Wenn im Schrifttum (Wellenhofer FamRZ 2008, 1185. Helms FamRZ 2010, 1, 7) die Regelung insoweit als verfassungswidrig beurteilt wird, als dem potenziellen biologischen Vater auch unter den Voraussetzungen seines Vaterschaftsanfechtungsrechts nach § 1600 Abs. 1 Nr. 2 BGB kein Anspruch auf Klärung der Abstammung zugesprochen wird, führt dies vorliegend deswegen zu keiner weitergehenden Rechtsstellung des Antragstellers, weil nicht erwiesen ist, dass zwischen dem Beteiligten zu 3 und der Beteiligten zu 2 eine sozialfamiliäre Beziehung i.S.v. § 1600 Abs. 2 und 4 BGB nicht besteht.
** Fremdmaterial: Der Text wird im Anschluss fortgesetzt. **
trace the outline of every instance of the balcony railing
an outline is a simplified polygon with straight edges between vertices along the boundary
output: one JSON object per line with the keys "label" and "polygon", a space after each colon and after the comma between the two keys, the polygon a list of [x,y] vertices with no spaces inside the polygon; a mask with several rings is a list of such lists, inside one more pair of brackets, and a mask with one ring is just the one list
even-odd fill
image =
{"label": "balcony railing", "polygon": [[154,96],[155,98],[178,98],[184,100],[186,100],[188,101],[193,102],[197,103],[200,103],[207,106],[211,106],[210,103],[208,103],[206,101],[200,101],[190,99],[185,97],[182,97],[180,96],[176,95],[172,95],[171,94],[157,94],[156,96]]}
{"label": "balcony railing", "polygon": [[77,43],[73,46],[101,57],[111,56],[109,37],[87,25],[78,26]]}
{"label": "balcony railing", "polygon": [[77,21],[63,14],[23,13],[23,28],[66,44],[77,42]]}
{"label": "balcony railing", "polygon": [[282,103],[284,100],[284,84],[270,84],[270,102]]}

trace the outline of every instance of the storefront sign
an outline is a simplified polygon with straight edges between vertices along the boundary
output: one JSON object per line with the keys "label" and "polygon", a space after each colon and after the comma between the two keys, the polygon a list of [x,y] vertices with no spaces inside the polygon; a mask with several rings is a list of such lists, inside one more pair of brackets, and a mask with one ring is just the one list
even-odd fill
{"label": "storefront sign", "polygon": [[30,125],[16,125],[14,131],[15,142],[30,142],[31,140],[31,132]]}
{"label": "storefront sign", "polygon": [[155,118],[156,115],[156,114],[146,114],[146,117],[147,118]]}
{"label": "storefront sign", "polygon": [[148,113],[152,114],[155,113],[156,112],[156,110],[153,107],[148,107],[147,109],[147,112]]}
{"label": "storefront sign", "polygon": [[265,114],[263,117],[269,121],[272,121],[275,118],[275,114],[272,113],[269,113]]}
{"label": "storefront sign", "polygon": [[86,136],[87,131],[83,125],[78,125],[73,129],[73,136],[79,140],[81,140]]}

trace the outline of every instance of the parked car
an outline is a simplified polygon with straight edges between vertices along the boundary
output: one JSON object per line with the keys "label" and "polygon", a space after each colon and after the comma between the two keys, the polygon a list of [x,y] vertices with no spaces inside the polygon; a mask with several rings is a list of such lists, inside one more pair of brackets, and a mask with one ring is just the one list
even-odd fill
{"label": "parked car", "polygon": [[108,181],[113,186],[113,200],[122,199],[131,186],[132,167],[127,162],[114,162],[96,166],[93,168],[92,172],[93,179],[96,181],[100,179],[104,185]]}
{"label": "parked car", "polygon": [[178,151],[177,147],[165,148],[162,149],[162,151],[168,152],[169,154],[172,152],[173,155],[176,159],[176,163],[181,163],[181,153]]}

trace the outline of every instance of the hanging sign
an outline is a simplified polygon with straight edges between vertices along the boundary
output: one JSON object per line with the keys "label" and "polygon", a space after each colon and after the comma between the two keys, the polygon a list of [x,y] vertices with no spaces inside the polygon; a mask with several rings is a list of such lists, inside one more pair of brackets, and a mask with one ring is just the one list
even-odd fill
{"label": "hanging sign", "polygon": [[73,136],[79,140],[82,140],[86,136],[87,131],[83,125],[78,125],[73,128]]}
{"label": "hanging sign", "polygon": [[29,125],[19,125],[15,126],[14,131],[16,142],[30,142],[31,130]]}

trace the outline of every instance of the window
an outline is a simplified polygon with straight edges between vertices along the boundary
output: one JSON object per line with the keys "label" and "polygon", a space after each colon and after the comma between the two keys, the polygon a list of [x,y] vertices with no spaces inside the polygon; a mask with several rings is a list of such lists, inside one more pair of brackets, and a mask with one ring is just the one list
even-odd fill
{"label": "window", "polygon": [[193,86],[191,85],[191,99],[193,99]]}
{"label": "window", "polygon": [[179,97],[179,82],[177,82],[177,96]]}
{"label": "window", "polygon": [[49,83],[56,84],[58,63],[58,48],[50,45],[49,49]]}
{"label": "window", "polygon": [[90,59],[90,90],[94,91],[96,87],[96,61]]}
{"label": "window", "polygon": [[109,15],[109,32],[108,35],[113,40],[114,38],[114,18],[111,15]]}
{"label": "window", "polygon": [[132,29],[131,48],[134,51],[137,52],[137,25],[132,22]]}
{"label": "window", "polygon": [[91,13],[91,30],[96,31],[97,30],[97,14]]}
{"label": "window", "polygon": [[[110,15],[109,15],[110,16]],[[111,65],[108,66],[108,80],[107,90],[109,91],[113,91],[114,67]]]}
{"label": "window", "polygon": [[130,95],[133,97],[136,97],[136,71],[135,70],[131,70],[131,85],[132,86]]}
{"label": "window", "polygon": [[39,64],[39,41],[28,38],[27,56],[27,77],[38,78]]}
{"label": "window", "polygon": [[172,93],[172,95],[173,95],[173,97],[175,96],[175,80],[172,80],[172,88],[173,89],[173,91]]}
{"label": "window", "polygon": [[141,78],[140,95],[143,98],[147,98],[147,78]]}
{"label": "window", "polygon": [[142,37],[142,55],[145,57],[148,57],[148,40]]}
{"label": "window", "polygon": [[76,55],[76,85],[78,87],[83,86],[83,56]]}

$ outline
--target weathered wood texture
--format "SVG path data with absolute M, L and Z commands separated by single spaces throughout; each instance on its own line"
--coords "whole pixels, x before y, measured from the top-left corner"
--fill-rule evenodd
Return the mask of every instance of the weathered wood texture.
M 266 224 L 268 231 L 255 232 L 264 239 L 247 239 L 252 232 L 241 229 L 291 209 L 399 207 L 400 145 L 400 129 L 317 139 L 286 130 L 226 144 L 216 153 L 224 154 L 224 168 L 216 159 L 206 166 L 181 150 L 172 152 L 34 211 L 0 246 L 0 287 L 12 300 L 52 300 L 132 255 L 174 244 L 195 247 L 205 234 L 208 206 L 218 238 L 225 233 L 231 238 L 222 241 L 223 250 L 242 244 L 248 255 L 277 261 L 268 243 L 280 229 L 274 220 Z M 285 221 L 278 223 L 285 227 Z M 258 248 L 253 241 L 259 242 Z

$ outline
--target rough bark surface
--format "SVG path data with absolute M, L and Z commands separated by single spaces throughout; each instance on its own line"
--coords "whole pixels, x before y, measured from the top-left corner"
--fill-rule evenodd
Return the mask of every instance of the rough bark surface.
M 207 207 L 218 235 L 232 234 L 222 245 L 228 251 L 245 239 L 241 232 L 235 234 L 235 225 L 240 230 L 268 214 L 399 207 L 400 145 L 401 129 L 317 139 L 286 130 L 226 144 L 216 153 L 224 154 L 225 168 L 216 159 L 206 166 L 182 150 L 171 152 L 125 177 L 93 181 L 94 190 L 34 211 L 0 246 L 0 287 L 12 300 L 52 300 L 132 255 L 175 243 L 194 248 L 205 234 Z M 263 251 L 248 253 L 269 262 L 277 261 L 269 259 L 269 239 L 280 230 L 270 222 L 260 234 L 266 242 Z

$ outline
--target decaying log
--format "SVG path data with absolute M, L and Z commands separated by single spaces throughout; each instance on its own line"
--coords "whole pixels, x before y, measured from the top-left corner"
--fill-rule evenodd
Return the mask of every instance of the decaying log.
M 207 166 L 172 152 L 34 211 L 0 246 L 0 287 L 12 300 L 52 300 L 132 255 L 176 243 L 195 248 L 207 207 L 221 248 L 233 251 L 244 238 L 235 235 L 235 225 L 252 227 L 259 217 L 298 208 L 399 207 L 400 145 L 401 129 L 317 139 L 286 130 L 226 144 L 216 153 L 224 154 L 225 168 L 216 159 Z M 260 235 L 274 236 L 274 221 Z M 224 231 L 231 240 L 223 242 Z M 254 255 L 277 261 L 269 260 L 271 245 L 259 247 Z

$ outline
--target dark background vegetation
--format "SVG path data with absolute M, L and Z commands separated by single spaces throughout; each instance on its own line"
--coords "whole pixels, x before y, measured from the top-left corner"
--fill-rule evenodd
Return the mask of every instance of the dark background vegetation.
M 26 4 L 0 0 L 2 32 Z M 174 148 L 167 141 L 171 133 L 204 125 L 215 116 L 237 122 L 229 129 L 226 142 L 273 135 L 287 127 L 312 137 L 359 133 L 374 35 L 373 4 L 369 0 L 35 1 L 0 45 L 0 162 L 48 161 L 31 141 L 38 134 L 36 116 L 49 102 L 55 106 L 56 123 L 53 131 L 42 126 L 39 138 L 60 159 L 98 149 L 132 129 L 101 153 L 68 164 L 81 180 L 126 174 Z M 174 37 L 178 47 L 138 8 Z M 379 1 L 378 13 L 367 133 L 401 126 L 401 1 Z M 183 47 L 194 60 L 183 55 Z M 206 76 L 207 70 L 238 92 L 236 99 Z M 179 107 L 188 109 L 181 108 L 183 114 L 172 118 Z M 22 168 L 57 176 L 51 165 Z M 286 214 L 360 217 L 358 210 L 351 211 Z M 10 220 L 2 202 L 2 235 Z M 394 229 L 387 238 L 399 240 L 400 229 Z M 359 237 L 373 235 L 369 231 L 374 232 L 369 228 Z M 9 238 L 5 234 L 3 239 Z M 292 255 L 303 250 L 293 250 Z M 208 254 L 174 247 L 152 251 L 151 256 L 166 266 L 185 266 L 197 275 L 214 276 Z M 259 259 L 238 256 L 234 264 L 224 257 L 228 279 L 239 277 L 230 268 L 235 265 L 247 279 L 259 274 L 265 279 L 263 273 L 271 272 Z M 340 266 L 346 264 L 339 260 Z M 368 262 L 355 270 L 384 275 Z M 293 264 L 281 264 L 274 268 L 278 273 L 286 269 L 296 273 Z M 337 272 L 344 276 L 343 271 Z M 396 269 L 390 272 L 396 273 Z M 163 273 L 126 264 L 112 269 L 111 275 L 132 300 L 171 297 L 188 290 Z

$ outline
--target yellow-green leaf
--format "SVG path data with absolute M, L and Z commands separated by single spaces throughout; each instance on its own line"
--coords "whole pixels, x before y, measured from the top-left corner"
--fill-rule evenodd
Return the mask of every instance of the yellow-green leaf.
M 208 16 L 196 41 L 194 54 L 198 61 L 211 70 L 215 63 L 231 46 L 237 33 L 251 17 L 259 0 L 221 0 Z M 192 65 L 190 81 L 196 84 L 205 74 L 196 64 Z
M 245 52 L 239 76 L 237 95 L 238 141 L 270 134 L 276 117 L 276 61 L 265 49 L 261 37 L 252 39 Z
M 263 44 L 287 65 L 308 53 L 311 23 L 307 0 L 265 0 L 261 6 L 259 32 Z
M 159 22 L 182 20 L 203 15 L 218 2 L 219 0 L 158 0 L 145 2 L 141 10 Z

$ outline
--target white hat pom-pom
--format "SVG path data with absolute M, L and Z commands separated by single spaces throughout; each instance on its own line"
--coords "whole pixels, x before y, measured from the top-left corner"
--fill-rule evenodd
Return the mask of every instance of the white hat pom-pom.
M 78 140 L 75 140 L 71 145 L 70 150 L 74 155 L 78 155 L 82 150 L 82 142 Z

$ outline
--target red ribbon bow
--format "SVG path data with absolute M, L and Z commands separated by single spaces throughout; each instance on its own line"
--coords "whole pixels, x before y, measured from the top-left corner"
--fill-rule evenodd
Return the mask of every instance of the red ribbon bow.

3. Der Senat sieht von einer erneuten Anhörung der Beteiligten (§ 175 Abs. 1 FamFG) ab, weil hierzu im Hinblick auf die unzureichenden Anhaltspunkte für eine fehlende sozialfamiliäre Beziehung kein Anlass besteht (§ 68 Abs. 3 Satz 2 FamFG).
4. Ein Grund, die Rechtsbeschwerde zuzulassen, besteht nicht, weil der Senat die Frage des Nichtbestehens einer sozialfamiliären Beziehung auf der Grundlage der Rechtsprechung des Bundesgerichtshofs im vorliegenden Einzelfall beurteilt hat. Daher kommt der Rechtssache weder eine grundsätzliche Bedeutung zu noch erfordert die Fortbildung des Rechts oder die Sicherung einer einheitlichen Rechtsprechung eine Entscheidung des Rechtsbeschwerdegerichts.
5. Die Kostenentscheidung folgt aus § 84 FamFG. Die Wertfestsetzung beruht auf § 47 Abs. 1 FamGKG.